I'm on the fence on how to get the best IQ on my Mits 55618 RPTV. I've had a HTPC in the past and used dscaler to convert the S-Video from my 501 to a nice 480p signal. It was a marked improvement over the crappy Mits de-interlacer circuit.

However, I had to press the HTPC into service elsewhere, so am back to watching the Mits mangle the IQ on the 501's output. Also, I have budget for either a HTPC again, or a 921, but not both. I am in search of the best solution for SD image quality.

I've searched and read through the forum a bit, but thought I would ask the questions directly.


Has anyone compared dscaler vs the 921's SD output?
Are the S-Video and Component simultaneously live on the 921?
How hard is it to switch between 480p and 1080i over the component output of the 921? Remote single button switch? or buried in the menus?

Thanks for your help and advice. My apologies if these questions have been thoroughly thrashed out in a FAQ or other thread. Links to these resources would be greatly appreciated.


----------



## Mark Lamutt (Mar 24, 2002)

1. The only place that I use dscaler is as part of ffdshow to watch DVDs, so I can't offer a comparison.

2. Nope. It's either one or the other. Hardware limitation.

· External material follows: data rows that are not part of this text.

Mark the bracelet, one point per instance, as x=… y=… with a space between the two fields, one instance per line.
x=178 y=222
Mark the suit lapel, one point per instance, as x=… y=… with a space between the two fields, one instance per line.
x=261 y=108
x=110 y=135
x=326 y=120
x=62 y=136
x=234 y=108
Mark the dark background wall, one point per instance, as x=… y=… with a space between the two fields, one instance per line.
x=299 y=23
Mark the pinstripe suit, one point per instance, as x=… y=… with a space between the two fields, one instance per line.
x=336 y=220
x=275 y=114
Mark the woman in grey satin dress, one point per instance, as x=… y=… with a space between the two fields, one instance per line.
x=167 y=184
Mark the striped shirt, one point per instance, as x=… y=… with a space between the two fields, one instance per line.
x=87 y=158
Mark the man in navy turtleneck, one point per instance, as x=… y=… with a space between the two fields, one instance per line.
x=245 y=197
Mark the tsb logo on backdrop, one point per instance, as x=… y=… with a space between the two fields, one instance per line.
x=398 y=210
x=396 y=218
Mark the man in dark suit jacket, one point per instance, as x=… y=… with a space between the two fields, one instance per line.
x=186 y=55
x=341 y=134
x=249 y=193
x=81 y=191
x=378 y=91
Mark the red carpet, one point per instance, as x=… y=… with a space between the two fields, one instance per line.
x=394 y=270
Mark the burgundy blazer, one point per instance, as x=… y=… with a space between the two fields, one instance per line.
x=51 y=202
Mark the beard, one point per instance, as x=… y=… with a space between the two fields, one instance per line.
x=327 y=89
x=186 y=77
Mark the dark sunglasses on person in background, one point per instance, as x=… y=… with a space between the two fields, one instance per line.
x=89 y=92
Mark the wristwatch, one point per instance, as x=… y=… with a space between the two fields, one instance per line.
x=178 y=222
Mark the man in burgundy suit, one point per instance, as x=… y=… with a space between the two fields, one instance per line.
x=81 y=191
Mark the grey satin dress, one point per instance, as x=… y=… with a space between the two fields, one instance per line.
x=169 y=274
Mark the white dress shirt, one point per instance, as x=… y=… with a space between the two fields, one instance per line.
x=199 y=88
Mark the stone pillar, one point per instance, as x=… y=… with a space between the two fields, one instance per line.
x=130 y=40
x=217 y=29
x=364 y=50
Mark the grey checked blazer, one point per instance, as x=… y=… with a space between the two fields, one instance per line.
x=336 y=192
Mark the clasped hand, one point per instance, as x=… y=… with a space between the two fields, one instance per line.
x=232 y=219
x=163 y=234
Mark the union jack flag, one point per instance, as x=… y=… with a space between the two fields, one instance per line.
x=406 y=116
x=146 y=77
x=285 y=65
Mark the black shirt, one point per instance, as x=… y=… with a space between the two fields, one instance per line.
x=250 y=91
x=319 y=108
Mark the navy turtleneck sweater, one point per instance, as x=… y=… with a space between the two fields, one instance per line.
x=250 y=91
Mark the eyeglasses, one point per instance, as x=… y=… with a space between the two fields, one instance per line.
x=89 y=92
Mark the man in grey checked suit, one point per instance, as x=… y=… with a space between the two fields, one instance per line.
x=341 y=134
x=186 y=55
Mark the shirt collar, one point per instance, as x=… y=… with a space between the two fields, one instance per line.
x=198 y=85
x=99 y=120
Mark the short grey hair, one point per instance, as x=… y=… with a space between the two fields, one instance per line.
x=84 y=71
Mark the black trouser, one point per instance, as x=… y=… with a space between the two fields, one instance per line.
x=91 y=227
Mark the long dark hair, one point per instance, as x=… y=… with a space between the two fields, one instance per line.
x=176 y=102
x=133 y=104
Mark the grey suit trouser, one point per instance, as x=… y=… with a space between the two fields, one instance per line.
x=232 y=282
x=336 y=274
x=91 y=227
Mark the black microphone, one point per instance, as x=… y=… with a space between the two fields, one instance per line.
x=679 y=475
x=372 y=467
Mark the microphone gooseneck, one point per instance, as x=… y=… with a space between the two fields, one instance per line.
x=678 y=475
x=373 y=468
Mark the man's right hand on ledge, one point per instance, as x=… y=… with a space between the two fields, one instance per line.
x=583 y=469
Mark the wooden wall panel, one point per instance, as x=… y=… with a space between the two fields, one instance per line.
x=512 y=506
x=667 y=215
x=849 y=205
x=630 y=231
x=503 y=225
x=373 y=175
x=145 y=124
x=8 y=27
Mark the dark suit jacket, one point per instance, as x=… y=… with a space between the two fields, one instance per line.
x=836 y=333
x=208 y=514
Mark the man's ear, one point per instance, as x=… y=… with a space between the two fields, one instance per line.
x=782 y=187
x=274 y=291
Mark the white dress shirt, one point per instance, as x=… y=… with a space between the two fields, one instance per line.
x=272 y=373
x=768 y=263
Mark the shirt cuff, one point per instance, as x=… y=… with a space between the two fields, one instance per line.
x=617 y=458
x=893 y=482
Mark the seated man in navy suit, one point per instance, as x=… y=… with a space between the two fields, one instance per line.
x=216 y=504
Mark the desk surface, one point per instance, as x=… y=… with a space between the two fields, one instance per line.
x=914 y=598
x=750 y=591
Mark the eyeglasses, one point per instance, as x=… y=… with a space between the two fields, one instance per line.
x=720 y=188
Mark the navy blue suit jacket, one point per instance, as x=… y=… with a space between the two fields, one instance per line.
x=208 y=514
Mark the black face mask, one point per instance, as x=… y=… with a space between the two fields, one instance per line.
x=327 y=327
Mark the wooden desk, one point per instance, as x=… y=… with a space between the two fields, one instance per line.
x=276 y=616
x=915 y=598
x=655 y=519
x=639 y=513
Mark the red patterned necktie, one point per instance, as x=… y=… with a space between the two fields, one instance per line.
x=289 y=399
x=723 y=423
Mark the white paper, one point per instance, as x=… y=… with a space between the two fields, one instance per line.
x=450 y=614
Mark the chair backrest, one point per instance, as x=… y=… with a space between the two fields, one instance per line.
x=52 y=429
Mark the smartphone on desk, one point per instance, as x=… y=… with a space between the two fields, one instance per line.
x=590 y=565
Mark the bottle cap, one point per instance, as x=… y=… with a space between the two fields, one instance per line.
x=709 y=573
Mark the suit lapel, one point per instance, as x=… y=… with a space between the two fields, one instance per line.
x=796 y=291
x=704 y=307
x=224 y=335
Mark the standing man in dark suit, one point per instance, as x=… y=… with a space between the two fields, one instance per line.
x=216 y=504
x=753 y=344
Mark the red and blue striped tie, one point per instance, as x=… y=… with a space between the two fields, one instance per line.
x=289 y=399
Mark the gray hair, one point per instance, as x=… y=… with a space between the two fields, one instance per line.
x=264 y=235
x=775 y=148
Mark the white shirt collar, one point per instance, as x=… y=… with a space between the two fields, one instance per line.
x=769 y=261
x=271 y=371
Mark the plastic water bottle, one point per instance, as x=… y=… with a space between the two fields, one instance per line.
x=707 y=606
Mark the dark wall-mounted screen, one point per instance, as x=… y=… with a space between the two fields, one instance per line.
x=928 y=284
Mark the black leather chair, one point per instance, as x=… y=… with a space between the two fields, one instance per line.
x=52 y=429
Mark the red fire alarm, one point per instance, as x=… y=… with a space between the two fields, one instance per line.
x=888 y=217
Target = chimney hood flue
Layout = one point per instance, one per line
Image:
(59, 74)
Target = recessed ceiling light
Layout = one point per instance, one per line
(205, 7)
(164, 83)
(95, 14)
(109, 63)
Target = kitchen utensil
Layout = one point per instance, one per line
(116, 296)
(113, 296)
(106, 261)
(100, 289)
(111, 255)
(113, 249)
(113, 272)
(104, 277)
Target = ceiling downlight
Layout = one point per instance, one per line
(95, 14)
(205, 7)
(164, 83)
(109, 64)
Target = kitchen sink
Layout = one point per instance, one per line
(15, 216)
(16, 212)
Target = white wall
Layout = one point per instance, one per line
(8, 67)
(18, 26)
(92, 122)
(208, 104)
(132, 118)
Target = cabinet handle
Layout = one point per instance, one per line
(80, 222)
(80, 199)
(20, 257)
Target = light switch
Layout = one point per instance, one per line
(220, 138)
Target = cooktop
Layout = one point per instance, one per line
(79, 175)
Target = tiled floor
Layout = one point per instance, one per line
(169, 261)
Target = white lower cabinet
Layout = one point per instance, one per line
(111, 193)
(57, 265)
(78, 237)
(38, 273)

3. Currently buried in the menus, although it is a requested feature.


----------



## mikehd (Sep 11, 2003)

Mark,

Thanks for the straight & fast answers. It pretty much settles the question for me on either a HTPC or 921 (921 for now).

Mike


----------



## mikehd (Sep 11, 2003)

Thought I would update the forum on this comparison question I had.

I installed m 921 last night and scanned several SD programs. I would say that the 921 is de-interlacing the SD signal about as good as dscaler did. Now it's not a side by side exhaustive comparison, but I'm favorably impressed by the job it does. Much better than the onboard ciruit in the Mits. Compared to the time investment in building a HTPC capable of capturing OTA DTV and output from a HDTV satellite receiver, so far the 921 is the far easier solution.


----------



## Mark Lamutt (Mar 24, 2002)

Glad to hear it, Mike.


----------